Before coding, we first introduce how to evaluate a position and how to measure and compare the performance of a Connect 4 solver.
We will simply use the sequence of the played columns to code any valid Connect 4 position. The first column (left) is 1, the second column is 2, etc.
For example, the Position “4453” is:
This simple notation scheme allows us to encode only valid positions that are reachable during an actual game. But bear in mind that not all sequences are valid. An invalid sequence may for example contains more than 6 times the same column, or continue after the end of the game.
We define a score for any non final position reflecting the outcome of the game for the player to play, considering that both players play perfectly and try to win as soon as possible or lose as late as possible. A position has:
- a positive score if the current player can win. 1 if he wins with his last stone, 2 if he wins with your second last stone and so on…

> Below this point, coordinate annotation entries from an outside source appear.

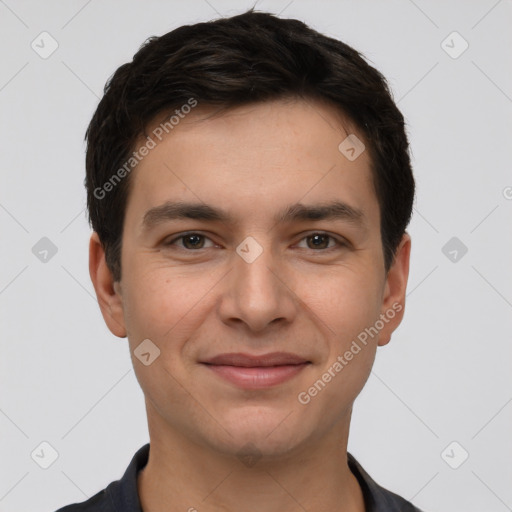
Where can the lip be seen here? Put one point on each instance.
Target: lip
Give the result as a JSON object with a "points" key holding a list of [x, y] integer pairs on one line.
{"points": [[256, 371]]}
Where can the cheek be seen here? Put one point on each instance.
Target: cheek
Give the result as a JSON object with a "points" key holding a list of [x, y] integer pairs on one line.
{"points": [[346, 299], [164, 303]]}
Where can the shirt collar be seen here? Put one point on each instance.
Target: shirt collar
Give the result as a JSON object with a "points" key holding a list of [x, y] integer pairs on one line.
{"points": [[124, 495]]}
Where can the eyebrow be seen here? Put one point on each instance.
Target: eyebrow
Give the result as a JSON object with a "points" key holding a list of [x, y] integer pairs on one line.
{"points": [[333, 210]]}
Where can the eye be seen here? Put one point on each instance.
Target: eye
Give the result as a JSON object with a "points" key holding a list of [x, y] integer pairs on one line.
{"points": [[321, 241], [190, 241]]}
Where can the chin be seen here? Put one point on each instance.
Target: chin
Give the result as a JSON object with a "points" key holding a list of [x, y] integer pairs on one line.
{"points": [[262, 430]]}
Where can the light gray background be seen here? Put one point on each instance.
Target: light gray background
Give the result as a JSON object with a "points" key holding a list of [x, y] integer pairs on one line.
{"points": [[446, 375]]}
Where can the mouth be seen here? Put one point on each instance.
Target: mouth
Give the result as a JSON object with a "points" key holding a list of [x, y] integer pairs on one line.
{"points": [[256, 371]]}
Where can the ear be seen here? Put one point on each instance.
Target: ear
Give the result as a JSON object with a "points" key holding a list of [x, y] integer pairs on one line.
{"points": [[393, 300], [107, 290]]}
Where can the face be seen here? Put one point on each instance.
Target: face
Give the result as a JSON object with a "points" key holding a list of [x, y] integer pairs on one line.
{"points": [[252, 261]]}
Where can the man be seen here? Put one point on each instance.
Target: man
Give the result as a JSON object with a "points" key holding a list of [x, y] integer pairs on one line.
{"points": [[249, 187]]}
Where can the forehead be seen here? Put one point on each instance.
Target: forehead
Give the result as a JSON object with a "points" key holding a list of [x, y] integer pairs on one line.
{"points": [[249, 158]]}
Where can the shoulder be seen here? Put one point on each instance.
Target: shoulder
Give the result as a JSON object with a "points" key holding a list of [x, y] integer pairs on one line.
{"points": [[100, 502], [378, 499]]}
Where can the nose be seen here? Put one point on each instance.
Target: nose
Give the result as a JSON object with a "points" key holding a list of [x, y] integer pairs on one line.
{"points": [[257, 293]]}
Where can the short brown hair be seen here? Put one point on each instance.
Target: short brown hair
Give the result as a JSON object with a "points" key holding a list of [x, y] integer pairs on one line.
{"points": [[230, 62]]}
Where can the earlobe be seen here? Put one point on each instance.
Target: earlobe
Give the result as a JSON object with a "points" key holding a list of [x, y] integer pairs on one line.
{"points": [[393, 303], [107, 291]]}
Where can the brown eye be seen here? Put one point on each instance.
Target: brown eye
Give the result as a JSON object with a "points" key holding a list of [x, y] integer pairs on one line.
{"points": [[189, 241], [318, 241]]}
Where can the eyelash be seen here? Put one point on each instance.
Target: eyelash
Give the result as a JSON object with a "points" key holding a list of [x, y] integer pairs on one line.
{"points": [[340, 243]]}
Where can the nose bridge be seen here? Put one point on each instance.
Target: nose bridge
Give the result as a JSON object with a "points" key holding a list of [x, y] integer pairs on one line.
{"points": [[256, 294]]}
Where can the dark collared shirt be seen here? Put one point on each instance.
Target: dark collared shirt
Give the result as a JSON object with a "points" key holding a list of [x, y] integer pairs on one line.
{"points": [[122, 495]]}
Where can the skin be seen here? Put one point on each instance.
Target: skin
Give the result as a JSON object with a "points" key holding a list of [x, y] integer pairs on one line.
{"points": [[193, 304]]}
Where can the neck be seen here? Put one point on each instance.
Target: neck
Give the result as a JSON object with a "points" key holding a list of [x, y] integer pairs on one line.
{"points": [[182, 475]]}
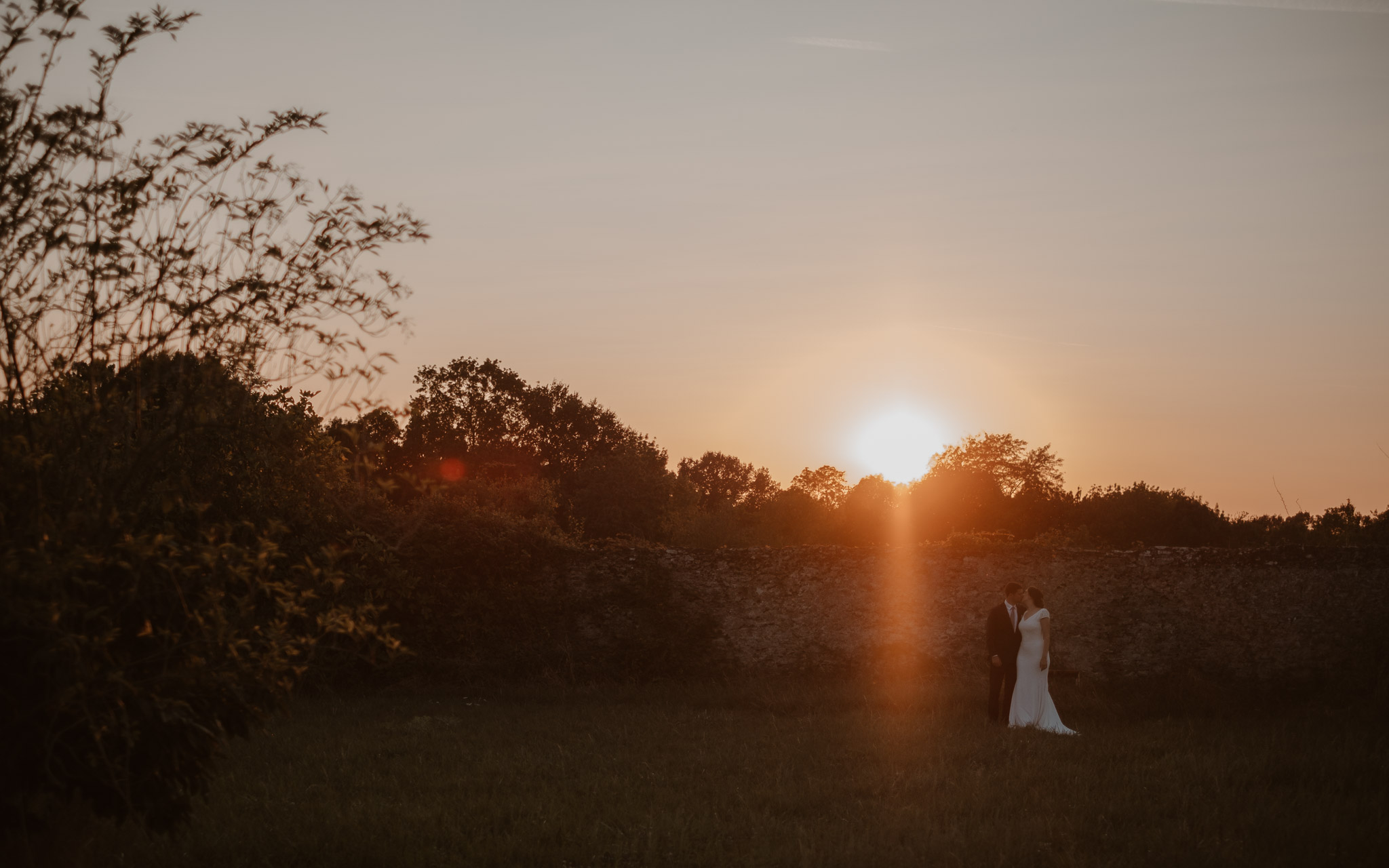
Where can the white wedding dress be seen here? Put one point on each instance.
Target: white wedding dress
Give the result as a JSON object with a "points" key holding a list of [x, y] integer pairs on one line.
{"points": [[1032, 703]]}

- a null score if the game will end by a draw game
- a negative score if the current player lose whatever he plays. -1 if his opponent wins with his last stone, -2 if his opponent wins with his second last stone and so on…
Positive (winning) score can be computed as 22 minus number of stone played by the winning at the end of the game. Negative (losing) score can be computed as number of stone played by the winner at the end of the game minus 22. You can notice that after playing the best move, the score of your opponent is the opposite of your score.

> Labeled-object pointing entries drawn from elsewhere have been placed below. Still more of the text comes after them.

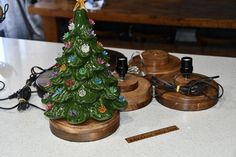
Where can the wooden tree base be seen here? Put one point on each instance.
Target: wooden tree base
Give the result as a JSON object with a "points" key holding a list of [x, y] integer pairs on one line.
{"points": [[182, 102], [136, 90], [89, 131]]}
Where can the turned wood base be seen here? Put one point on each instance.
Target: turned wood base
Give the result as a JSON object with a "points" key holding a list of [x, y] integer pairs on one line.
{"points": [[182, 102], [157, 63], [136, 90], [89, 131]]}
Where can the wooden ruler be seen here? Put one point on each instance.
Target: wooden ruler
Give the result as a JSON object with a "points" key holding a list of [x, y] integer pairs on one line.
{"points": [[151, 134]]}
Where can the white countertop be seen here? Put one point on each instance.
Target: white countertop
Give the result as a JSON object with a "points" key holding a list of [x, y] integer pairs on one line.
{"points": [[207, 133]]}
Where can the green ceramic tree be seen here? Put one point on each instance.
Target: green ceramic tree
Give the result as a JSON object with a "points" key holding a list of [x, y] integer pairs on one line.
{"points": [[82, 86]]}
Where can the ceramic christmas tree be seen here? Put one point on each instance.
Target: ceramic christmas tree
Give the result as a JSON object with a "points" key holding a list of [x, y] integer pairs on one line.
{"points": [[82, 89]]}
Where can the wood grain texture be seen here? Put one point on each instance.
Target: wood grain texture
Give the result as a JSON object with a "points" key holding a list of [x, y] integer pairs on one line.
{"points": [[89, 131], [185, 13], [157, 63], [182, 102]]}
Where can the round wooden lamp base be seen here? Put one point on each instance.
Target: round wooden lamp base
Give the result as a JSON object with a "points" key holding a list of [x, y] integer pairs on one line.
{"points": [[156, 63], [136, 90], [182, 102], [89, 131]]}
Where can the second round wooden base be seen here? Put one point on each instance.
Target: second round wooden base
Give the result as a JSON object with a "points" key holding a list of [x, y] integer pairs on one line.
{"points": [[182, 102], [89, 131], [136, 90]]}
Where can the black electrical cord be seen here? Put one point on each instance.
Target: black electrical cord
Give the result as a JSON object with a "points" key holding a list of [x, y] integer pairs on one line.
{"points": [[24, 94]]}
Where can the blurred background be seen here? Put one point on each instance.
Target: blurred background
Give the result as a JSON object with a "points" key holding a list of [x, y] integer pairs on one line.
{"points": [[21, 24]]}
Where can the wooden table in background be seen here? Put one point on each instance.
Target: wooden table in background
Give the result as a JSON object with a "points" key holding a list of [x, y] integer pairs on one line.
{"points": [[180, 13]]}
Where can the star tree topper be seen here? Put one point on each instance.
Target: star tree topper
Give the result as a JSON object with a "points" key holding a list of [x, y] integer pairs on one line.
{"points": [[79, 4]]}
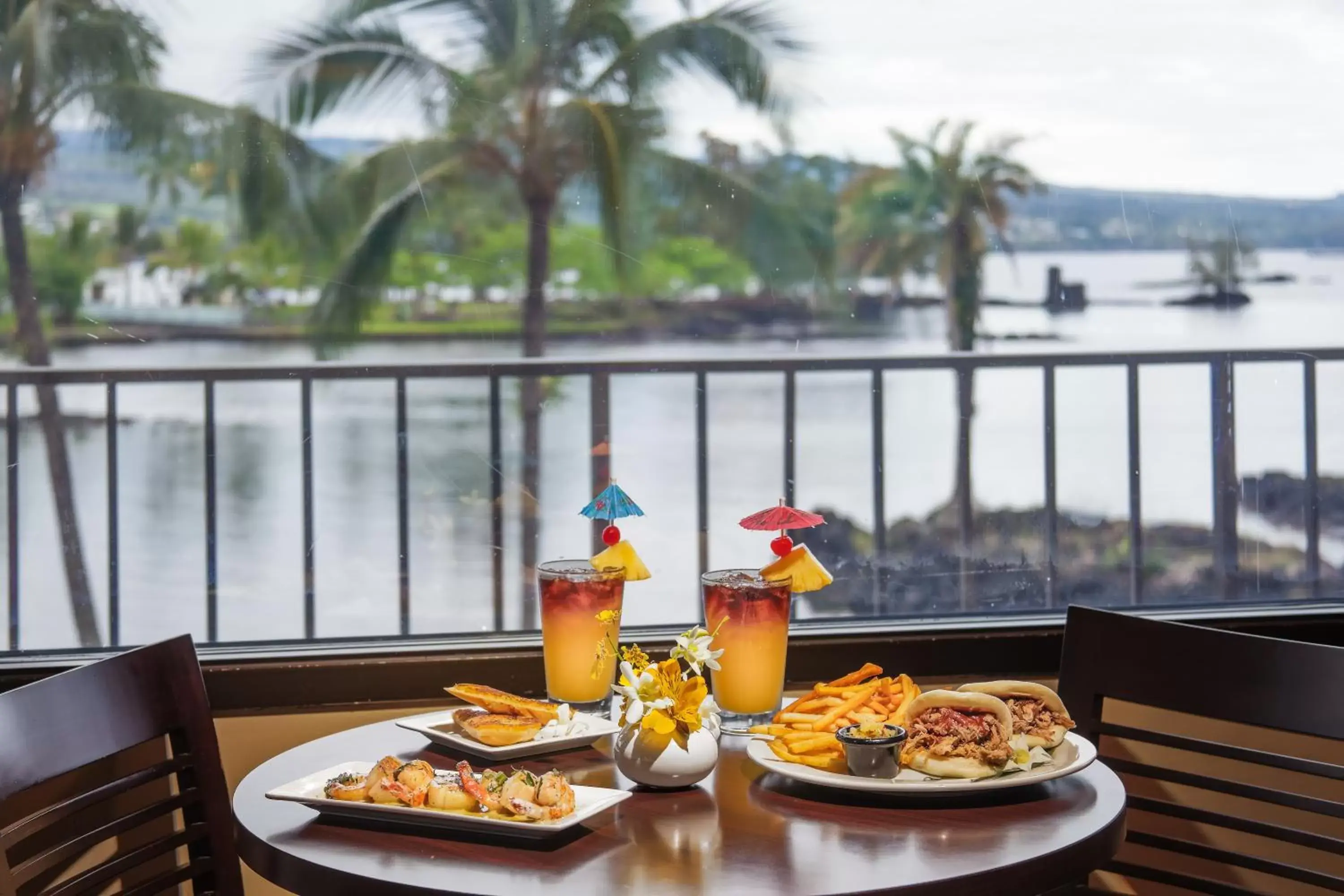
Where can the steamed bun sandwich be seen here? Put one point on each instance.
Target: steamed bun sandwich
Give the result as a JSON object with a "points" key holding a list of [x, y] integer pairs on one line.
{"points": [[957, 734], [1037, 711], [502, 719]]}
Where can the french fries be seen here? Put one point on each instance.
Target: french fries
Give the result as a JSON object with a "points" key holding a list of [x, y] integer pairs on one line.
{"points": [[804, 731]]}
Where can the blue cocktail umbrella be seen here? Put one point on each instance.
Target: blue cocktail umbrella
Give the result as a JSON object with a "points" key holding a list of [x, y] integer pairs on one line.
{"points": [[612, 504]]}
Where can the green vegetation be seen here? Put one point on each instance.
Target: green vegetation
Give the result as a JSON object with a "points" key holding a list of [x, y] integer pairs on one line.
{"points": [[1218, 264]]}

Position “4455” has a score of 18, because the current player (red) can win in two moves with his 4th stone:
Position “44455554221” has a score of -15, because whatever current player (yellow) plays, red will win next move with his 7th stone:
Connect 4 solver benchmarking
The goal of a solver is to compute the score of any Connect 4 valid position. Weak solvers only compute the win/draw/loss outcome and strong solvers compute the score taking into account the number of moves before the end of the game.
To compare different solvers (or different versions of the same solver) we will benchmark them against the same set of positions and measure their:
- accuracy (whether the output is correct),
- execution time (on the same machine),
- number of explored positions.
Our benchmark set contains both simple and hard positions. Position are simpler to solve when we are at the end of the game, so we mixed different game depth (number of moves since the beginning of the game) and number of remaining moves before the end of the game if both players plays perfectly.
Here is our benchmark data set of 6000 positions with their expected scores:
|Test Set (1000 test cases each)||Test Set name||nb moves||nb remaining moves|
|Test_L3_R1||End-Easy||28 < moves||remaining < 14|
|Test_L2_R1||Middle-Easy||14 < moves <= 28||remaining < 14|
|Test_L2_R2||Middle-Medium||14 < moves <= 28||14 <= remaining < 28|
|Test_L1_R1||Begin-Easy||moves <= 14||remaining < 14|
|Test_L1_R2||Begin-Medium||moves <= 14||14 <= remaining < 28|
|Test_L1_R3||Begin-Hard||moves <= 14||28 <= remaining|
Each line of these test datasets contains the position and its expected score separated by a space.
To be able to automate our benchmarks, we requiere that the solvers follow the same simple streaming interface:
- standard input: one position per line.
- standard ouput: space separated position, score, number of explored node, computation time in microseconds.
As a first benchmark, we evaluate John Tromp’s Fhourstone solver. We used this modified version of the solver to produce the necessary output and get our first reference benchmark:
|Solver||Test Set name||mean time||mean nb pos||K pos/s|
|Fhourstone (weak solver)||End-Easy||3.69 μs||39.8||10,809|
|Fhourstone (weak solver)||Middle-Easy||176 μs||2101||11,903|
|Fhourstone (weak solver)||Middle-Medium||2.41 ms||28725||11,881|
|Fhourstone (weak solver)||Begin-Easy||209 ms||2,456,180||11,752|
|Fhourstone (weak solver)||Begin-Medium||111 ms||1,296,900||11,681|
|Fhourstone (weak solver)||Begin-Hard||7.95 s||93,425,600||11,751|
mean time: average computation time (per test case). mean nb pos: average number of explored nodes (per test case).